Diese lässt sich so umschreiben: Kinder sollen dazu ermutigt werden, sich an ihre Erzieherinnen zu wenden, wenn sie in ihrem Alltag Übergriffe erleben. Um die Geschichte dicht an die Lebenswirklichkeit ihrer jungen Zuschauer zu bringen, hat sich Regisseurin Brettschneider entschieden, statt mit niedlichen Puppen mit Alltagsgegenständen zu arbeiten. In der Inszenierung ist etwa Frau Traulich ein Wollknäuel, das immer wieder seinen Faden schützend um die Gruppe legt.

Susann Pruchnik arbeitet für den Leipziger Kinderschutzbund und stand dem Theaterteam während der Proben als Expertin zur Seite. Im Gespräch verweist sie darauf, wie »unheimlich verantwortungsvoll« die Kitas mit dem Stück und den darin behandelten Themen umgehen müssen. Immerhin könnten noch Tage später Rückfragen der Kinder kommen, Eltern sich durch Inhalte und Botschaft von »Klein« vor den Kopf gestoßen fühlen.

»Wir wollen aber, dass das Ganze als Hilfsangebot wahrgenommen wird«, sagt sie, »manche Familien haben es gerade besonders schwer und es ist wichtig, ihnen zu vermitteln, dass dieses Stück nicht gegen sie arbeitet. Damit das funktioniert, muss man es auf mehreren Ebenen begleiten.« Gemeinsam haben TdJW und Kinderschutzbund in den letzten Wochen ein Begleitprogramm zur Aufführung entwickelt. Dieses besteht aus Fortbildungsangeboten für die Erzieherinnen und Erzieher, der Möglichkeit eines Elternkurses sowie einem Paket mit Infomaterial. Die große Sensibilität, mit der das Team um »Klein« an sein Thema herangegangen ist, spiegelt sich auch im Stück selbst, wo Schauspielerin Audersch eine gute Balance findet zwischen dem ernsten Anliegen und kurzen spielerischen Momenten, die dem Publikum Zeit geben, Luft zu holen und sich zu beteiligen. Bei einer virtuell abgehaltenen öffentlichen Probe zeigten sich die anwesenden Erzieherinnen begeistert von der halbstündigen Inszenierung.

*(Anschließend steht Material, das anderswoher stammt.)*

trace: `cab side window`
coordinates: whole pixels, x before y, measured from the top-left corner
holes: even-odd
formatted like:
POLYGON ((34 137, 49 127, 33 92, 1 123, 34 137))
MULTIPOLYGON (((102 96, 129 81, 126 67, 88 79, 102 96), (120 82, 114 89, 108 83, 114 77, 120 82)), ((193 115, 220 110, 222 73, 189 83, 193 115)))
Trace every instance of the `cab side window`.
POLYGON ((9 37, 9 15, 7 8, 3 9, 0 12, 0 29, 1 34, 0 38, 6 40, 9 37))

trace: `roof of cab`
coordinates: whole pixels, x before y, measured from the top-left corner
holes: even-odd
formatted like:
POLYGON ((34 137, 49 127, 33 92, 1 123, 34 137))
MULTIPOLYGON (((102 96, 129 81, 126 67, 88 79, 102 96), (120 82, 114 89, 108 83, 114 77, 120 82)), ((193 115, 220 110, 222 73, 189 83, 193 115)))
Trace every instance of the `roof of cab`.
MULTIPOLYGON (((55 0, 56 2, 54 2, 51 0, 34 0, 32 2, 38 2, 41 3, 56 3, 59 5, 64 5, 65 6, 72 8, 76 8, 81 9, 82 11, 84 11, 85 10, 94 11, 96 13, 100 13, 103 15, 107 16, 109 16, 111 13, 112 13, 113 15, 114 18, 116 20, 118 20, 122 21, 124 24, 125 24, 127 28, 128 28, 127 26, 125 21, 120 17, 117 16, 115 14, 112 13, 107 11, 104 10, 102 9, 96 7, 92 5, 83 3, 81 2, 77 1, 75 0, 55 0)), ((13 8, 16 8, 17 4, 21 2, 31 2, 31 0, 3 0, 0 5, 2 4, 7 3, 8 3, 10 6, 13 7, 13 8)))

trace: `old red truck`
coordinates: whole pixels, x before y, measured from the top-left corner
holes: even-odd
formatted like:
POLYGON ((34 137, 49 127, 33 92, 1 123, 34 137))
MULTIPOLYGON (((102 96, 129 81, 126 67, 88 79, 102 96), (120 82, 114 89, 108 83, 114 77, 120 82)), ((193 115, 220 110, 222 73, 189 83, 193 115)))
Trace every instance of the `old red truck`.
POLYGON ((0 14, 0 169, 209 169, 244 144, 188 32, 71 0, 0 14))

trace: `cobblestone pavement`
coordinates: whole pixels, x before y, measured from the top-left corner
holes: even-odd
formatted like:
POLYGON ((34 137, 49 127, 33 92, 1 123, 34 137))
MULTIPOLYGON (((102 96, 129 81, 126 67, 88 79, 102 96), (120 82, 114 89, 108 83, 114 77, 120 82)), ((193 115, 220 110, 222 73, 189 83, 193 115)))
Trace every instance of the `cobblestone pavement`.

»Wir freuen uns, wenn sich Menschen, die an einer Aufführung in ihrer Einrichtung interessiert sind, bei uns melden«, betont Pressesprecherin Nina Kühne. Wann »Klein« zum ersten Mal wirklich vor Kindern aufgeführt werden kann, stand bei Druckschluss noch nicht fest. So musste die geplante Kita-Premiere Ende April, aufgrund der hohen Inzidenzen, verschoben werden. Auf die Frage, ob sich Julia Brettschneider auch eine digitale Version vorstellen könne, schüttelt sie den Kopf. Dazu seien die behandelten Inhalte zu sensibel. Eine Einschätzung, der sich Susann Pruchnik anschließt. Sie befürchtet, dass die Aufführung auf dem Bildschirm im falschen Rahmen geschaut werden könnte. Dabei sei es wichtig, dass die Kinder mit dem Stück nicht allein gelassen werden. Schließlich würde es so seine Botschaft verfehlen, die am Ende von Luise Audersch deutlich verkündet wird: Die Großen haben die Aufgabe, sich um die Kleinen zu kümmern – und sich Hilfe zu holen ist in jedem Fall der richtige Weg.